15. be used for preventing, reducing or treat the application of the pharmaceutical composition of at least a ischemia and reperfusion injury as the C1 inhibitor of claim 1-9 in preparation, wherein said C1 inhibitor is before the ischemia of at least a prediction and reperfusion injury take place or gives between the emergence period.

16. the application of claim 15, wherein said C1 inhibitor before the ischemia of at least a prediction and reperfusion injury take place 3 hours at the most, preferably at the most 2 hours, more preferably at the most 1 hour, most preferably gave in 30 minutes at the most, and/or C1 inhibitor wherein of the present invention is continued to treat transplanted organ by the object that need to continue it and/or in the organ transplantation situation.

17. the application of claim 15 or 16, wherein Yu Jian ischemia and reperfusion injury is in the organ transplantation situation.

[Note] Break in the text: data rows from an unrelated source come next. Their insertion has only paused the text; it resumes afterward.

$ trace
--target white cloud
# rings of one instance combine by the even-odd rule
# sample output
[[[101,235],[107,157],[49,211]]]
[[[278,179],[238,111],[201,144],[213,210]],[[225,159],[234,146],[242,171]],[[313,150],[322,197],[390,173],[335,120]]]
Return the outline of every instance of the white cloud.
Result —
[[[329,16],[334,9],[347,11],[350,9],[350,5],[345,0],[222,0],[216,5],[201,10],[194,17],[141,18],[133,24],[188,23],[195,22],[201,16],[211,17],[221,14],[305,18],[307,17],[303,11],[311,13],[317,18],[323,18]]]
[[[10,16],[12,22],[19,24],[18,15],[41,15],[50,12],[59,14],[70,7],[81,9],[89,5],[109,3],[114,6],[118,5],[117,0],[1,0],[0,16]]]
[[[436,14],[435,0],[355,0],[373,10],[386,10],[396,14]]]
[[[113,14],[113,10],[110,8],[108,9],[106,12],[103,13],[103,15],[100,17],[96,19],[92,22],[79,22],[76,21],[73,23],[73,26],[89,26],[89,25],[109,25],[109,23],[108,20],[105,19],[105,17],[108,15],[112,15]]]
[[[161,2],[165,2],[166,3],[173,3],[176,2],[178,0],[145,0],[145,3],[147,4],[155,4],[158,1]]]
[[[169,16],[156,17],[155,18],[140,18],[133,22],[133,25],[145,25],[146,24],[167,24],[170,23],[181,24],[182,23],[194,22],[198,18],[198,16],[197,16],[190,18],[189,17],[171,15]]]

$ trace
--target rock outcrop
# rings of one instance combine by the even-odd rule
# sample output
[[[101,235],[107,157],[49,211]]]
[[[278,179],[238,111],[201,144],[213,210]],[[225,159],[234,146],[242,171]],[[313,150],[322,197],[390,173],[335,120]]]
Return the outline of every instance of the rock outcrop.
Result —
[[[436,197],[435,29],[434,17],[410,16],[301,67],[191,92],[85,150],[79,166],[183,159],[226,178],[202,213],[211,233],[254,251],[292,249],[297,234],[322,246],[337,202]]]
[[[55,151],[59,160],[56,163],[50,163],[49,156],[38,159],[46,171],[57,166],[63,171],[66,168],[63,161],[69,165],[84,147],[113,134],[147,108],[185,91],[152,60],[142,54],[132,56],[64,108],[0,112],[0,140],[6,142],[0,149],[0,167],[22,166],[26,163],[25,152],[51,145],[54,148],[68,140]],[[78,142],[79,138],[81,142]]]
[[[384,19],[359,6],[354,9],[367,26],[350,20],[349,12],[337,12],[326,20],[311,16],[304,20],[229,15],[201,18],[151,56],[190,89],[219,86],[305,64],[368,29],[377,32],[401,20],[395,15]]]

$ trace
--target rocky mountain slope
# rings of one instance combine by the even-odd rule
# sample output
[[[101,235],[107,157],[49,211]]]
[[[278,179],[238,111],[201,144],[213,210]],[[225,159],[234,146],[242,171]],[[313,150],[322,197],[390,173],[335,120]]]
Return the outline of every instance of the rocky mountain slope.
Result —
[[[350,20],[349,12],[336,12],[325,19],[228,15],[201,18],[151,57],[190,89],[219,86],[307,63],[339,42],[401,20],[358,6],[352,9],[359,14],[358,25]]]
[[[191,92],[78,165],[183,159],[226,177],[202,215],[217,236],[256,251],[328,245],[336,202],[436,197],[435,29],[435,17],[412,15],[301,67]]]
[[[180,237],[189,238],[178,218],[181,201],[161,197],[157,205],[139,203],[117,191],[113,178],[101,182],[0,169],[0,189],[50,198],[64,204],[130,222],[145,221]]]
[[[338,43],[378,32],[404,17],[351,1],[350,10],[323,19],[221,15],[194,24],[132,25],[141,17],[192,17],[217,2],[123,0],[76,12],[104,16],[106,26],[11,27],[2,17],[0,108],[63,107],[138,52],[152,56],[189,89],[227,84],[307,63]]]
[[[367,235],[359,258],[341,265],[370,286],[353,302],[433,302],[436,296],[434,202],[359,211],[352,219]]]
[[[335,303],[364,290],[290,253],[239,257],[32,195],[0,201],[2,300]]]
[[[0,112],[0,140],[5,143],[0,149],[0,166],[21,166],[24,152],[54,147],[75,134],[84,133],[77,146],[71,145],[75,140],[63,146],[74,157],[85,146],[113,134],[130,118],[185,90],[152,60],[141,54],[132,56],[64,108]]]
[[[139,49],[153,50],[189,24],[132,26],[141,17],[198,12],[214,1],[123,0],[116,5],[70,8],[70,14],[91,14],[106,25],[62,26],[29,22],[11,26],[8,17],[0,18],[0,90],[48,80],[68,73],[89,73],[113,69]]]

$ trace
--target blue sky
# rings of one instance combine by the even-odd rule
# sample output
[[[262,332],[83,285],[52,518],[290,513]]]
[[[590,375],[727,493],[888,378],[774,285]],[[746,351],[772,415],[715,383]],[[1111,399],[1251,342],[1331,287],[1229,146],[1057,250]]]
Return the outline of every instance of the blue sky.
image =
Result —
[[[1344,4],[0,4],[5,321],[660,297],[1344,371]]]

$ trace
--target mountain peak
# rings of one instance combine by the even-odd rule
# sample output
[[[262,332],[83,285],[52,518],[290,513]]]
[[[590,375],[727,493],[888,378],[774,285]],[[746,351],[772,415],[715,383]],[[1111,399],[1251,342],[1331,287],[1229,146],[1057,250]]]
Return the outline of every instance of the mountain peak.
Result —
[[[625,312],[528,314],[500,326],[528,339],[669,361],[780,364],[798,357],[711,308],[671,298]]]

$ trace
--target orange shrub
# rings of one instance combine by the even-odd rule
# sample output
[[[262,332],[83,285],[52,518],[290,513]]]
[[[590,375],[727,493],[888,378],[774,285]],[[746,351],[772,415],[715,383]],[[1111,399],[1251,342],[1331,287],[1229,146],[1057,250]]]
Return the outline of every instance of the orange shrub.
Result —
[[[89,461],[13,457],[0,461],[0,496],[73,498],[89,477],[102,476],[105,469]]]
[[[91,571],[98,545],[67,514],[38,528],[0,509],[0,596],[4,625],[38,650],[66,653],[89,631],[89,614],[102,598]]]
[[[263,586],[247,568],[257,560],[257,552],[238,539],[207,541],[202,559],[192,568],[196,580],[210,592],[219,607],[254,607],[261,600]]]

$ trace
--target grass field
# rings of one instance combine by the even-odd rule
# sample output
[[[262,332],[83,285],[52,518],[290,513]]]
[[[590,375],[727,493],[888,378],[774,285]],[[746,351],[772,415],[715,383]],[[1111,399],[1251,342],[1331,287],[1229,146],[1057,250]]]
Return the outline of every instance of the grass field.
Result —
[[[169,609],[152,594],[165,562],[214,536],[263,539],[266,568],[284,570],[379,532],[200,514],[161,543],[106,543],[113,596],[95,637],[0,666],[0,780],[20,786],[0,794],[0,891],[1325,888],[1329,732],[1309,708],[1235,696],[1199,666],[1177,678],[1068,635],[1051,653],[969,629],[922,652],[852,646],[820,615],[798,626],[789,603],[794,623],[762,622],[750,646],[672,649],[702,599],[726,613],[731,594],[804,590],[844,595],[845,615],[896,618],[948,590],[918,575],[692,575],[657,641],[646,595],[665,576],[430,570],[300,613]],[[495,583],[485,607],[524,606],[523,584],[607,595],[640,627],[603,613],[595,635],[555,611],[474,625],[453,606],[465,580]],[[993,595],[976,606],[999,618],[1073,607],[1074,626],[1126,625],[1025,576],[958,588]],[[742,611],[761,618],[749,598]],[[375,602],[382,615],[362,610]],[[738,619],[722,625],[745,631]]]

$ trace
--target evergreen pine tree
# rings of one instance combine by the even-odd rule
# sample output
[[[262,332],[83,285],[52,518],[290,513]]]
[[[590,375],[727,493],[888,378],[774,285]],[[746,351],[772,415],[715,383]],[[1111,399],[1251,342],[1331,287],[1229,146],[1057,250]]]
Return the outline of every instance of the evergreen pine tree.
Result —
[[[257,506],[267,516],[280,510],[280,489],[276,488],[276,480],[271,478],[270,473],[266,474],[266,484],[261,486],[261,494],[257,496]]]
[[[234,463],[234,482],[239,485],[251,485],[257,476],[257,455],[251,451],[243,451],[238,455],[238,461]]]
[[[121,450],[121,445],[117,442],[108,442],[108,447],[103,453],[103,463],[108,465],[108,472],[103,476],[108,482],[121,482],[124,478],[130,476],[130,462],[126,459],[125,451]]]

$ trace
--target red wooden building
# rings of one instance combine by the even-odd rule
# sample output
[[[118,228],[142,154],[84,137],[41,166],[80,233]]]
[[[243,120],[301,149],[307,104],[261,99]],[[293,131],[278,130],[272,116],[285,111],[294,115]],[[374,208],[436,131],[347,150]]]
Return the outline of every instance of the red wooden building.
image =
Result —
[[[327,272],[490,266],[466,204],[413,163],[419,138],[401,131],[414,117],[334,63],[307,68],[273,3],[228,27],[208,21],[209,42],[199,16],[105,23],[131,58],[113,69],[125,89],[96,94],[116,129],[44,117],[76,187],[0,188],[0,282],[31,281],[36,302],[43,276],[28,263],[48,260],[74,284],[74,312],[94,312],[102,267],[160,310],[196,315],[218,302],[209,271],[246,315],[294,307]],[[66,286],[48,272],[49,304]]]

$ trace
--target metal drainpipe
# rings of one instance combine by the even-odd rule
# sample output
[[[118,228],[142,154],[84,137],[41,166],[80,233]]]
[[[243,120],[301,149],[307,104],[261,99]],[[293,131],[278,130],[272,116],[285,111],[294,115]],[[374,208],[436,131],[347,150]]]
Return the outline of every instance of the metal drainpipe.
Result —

18. each application of claim 1-17, wherein said pharmaceutical composition are used to prevent, reduce or treat known at least a ischemia and the reperfusion injury that produces by lectin pathway, preferred cardiac muscle, kidney, gastrointestinal tract ischemia and reperfusion injury or apoplexy.

19. the application of claim 13, wherein C1 inhibitor performance neuroprotective is preferably brought into play neuroprotective in Hippocampus and/or cortex.

20. the application of aforementioned each claim, wherein said C1 inhibitor performance reduce by ischemia and/or pour into the effect of inductive damage again.